It would be difficult to find any single purpose running through the sketches which fill most of his books. His characteristic book is a medley of cosmopolitan “things seen” and comments grouped together under a title in which irony lurks. Take the volume called Charity, for example. Both the title of the book and the subject-matter of several of the sketches may be regarded as a challenge to the unco’ guid (if there are any left) and to respectability (from which even the humblest are no longer safe). On the other hand, his title may be the merest lucky-bag accident. It seems likely enough, however, that in choosing it the author had in mind the fact that the supreme word of charitableness in the history of man was spoken concerning a woman who was taken in adultery. It is scarcely an accident that in Charity a number of the chapters relate to women who make a profession of sin.
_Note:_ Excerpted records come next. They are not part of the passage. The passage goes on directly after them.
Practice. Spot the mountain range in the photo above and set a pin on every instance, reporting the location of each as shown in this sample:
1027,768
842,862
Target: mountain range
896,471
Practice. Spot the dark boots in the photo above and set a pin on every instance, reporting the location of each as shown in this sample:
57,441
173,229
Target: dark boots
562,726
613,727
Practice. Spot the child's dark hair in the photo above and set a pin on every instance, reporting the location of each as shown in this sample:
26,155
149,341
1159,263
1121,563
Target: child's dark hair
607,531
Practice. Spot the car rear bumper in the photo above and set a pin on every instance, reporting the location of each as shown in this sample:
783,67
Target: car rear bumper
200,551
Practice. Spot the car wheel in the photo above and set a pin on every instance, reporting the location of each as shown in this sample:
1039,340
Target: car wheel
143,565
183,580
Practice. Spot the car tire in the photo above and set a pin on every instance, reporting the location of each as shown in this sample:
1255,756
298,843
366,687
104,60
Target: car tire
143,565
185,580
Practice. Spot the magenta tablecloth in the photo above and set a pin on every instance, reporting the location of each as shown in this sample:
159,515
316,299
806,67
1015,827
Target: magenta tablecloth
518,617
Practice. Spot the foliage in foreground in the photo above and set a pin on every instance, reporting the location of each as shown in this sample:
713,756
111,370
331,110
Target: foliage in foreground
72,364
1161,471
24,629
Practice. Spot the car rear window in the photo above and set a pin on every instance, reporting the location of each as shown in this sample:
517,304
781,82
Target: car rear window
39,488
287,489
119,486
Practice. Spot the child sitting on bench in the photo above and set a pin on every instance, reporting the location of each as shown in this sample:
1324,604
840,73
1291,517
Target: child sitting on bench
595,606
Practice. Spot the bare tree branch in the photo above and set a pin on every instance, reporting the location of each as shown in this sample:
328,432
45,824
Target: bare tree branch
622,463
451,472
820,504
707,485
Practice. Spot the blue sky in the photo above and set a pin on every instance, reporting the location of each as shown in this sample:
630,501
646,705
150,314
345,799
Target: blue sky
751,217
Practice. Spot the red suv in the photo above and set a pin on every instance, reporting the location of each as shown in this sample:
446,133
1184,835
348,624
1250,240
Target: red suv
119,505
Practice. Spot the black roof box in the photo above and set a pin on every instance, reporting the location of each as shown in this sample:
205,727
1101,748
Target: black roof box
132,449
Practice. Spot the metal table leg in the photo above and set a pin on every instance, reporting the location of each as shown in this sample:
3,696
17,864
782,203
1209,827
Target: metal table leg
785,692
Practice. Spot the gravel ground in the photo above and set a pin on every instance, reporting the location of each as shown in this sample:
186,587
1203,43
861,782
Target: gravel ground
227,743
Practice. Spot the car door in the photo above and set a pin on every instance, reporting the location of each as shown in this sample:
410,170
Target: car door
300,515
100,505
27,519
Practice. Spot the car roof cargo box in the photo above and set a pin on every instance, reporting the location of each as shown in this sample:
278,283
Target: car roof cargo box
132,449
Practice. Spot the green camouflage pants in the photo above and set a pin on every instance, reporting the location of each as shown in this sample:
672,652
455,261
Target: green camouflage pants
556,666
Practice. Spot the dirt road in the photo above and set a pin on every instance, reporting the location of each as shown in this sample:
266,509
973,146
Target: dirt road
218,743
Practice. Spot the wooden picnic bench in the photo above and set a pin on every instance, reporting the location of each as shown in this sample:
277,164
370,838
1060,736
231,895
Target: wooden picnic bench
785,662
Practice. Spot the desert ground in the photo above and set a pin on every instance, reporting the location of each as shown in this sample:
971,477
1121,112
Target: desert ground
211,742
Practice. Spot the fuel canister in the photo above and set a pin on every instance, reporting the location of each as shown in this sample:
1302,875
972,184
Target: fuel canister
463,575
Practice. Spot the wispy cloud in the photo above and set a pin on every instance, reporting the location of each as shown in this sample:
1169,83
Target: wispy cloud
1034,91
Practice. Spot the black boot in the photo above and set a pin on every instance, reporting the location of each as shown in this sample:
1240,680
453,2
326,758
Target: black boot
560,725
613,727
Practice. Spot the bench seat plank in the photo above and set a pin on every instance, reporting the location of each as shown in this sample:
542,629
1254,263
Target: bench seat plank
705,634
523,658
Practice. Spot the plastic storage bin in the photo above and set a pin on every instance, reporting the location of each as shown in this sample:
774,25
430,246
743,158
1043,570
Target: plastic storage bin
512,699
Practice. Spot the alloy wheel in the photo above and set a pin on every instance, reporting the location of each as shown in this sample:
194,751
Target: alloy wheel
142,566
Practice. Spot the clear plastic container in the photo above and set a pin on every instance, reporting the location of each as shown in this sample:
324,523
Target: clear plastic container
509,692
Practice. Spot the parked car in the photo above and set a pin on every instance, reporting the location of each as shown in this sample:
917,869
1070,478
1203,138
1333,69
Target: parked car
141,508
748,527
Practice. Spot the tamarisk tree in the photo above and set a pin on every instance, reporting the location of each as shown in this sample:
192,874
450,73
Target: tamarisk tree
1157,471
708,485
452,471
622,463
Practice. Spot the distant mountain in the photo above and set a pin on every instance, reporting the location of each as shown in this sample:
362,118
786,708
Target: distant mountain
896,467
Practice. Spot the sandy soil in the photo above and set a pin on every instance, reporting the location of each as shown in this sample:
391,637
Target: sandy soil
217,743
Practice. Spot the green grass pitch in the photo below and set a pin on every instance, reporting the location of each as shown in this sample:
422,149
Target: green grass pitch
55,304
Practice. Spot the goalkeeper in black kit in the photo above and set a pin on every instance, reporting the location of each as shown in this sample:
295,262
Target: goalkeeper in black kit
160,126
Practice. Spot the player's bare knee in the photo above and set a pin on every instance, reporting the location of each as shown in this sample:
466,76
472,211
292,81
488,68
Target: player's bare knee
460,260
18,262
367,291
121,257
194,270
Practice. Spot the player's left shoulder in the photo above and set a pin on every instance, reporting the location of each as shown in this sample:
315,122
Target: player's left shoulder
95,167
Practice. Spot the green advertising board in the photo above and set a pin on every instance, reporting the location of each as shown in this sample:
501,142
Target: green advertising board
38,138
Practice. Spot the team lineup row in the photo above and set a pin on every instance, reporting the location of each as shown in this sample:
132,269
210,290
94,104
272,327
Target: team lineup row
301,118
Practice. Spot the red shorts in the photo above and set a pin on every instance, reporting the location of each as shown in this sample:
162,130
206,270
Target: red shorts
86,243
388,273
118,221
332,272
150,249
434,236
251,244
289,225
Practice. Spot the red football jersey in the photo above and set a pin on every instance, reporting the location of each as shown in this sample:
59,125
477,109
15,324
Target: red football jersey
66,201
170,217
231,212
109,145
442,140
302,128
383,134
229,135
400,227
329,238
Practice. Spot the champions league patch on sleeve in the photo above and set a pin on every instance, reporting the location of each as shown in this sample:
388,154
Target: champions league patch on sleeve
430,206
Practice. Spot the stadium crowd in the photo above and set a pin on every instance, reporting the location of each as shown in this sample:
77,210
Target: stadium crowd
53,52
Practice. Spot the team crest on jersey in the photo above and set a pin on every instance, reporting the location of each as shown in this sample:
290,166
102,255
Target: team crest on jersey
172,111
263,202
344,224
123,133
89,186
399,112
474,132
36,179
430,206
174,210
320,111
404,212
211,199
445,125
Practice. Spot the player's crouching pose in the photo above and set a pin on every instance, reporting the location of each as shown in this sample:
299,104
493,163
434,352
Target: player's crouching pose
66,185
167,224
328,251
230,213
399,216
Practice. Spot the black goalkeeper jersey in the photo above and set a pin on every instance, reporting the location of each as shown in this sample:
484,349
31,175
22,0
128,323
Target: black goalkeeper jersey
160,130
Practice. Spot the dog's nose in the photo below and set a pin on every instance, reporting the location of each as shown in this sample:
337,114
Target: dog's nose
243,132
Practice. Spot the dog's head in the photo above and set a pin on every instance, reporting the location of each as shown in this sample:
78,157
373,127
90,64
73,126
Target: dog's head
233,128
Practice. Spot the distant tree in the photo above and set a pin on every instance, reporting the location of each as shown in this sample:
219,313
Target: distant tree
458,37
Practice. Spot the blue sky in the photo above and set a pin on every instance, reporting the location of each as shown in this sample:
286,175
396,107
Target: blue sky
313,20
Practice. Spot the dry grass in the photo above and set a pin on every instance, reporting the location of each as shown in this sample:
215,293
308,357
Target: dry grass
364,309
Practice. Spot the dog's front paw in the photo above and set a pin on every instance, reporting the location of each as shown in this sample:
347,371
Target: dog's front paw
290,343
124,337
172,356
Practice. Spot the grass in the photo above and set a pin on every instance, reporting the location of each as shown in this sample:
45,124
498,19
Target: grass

Mr. Graham is unique in his treatment of these members of the human family. If he does not throw stones at them, as the Pharisees of virtue did, neither does he glorify them as the Pharisees of vice have done in a later generation. He simply accepts them as he would accept a broken-down nation or a wounded animal, and presents them as characters in the human drama. It would be more accurate to say “as figures in the human picture,” for he is far more of a painter than a dramatist. But the point to be emphasized is that these stories are records, tragic, grim or humorous, as the portraits in Chaucer are—acceptances of life as it is—at least, of life as it is outside the vision of policemen and other pillars of established interests. For Mr. Graham can forgave you for anything but two things—being successful (in the vulgar sense of the term) or being a policeman.
It would be wrong, however, to suggest that Mr. Graham achieves the very finest things in charity. It is the charity of tolerance, or the minor charity, that is most frequent in his pages. The larger charity which we find in Tolstoi and the great teachers is not here. We could not imagine Mr. Graham forgetting himself so far in his human sympathies as Ruskin did when he stooped and kissed the filthy beggar outside the church door in Rome. Nor do we find in any of these sketches of outcasts that sense of humanity bruised and exiled that we get in such a story as Maupassant’s Boule de Suif. Mr. Graham gloriously insists upon our recognizing our human relations, but many of them he introduces to us as first cousins once removed rather than as brothers and sisters by the grace of God.